The massive amount of new data that constrain global mass changes that are derived from space missions, such as JASON, ENVISat, ICEsat, GRACE time series coupled to GNSS determined vertical land motion (VLM), have revolutionized our understanding of near real-time changes in water storage, sea-level rise (SLR) and ice mass balance on decadal time scales. In order to better interpret these data sets, however, background secular signals need to be removed if a mass conserving reconstruction of ongoing changes in surface mass can be accurately determined with appropriate error statistics. Among the major contaminants of measurements is the signal due to the growth and collapse of the great ice sheets during the last glacial cycle, a phenomenon known as Glacial Isostatic Adjustment (GIA). Linear trends in VLM, gravity and tide-gauge measurements of local sea-level may be removed by using GIA models. The major caveat for GIA models is that no reliable error statistic comes with the correction. Consequently, the community struggles to establish a consensus about GIA model predictions. A formal calculation of the uncertainty in the prediction is logically an absolute corner stone for quantifying the degree of knowledge we have about this phenomenon. GIA uncertainty should be incorporated and propagated into the uncertainty estimates for any scientific results that employ geodetic measurements that also contain the GIA signature. We propose a new method based on model ensembles and Bayesian framework to provide statistical characterization of the present-day GIA signal.
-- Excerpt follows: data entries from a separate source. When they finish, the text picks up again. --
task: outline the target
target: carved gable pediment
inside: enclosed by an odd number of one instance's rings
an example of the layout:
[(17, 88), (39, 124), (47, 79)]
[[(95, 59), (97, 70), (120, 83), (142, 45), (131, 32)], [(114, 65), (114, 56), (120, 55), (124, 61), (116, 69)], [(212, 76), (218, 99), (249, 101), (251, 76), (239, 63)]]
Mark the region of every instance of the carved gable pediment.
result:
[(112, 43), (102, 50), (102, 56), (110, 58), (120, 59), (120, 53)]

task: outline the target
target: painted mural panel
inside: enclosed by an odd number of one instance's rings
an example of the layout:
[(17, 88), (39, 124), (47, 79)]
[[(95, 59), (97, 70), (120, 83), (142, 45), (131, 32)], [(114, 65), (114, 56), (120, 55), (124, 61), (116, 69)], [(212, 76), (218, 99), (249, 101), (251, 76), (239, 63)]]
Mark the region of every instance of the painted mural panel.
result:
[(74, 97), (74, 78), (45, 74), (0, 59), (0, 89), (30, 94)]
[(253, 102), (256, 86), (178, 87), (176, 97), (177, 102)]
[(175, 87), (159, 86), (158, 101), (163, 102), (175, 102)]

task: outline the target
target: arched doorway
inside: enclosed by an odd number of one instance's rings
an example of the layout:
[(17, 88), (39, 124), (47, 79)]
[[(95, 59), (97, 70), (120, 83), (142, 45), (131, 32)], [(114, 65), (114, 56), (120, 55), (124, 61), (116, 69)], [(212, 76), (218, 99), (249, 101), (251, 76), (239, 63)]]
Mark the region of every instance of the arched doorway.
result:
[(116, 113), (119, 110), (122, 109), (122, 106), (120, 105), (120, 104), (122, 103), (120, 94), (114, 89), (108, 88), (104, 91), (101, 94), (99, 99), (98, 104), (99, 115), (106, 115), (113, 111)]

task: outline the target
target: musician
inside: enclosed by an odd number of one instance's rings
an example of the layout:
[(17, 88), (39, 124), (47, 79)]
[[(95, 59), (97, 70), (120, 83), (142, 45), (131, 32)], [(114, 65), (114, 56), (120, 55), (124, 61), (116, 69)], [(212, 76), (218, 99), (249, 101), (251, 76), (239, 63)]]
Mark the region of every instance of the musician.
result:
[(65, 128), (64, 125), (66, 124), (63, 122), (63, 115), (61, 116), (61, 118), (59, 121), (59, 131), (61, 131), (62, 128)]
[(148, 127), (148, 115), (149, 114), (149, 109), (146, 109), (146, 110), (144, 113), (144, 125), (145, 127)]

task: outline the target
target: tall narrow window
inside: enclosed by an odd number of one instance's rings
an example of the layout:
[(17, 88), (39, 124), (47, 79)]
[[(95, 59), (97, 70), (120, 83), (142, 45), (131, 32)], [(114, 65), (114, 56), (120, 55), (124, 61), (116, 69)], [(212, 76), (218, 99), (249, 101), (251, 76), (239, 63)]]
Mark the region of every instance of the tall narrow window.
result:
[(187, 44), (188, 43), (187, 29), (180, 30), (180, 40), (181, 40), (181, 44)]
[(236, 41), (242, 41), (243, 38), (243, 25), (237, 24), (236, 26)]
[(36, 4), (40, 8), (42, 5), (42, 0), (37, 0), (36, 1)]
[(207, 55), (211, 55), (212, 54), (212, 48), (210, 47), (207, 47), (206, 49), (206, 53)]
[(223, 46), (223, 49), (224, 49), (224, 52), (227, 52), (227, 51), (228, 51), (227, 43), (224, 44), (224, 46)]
Through more than 30,000 forward models, our approach explores the range of possible solutions by varying jointly the Earth properties, such as the mantle rheology and structure, and the ice loading history. Our inversion is constrained by 459 GNSS stations (with trends accurate to less than 0.5 mm/yr) that cover non-tectonic North America, Europe and Antarctica, as well as 11451 paleo sea level records with a global distribution spanning through the last 35kyr. We reinterpret VLM and SLR measurements at the Gulf of Mexico with new correction along with one sigma uncertainties derived from our probability distributions.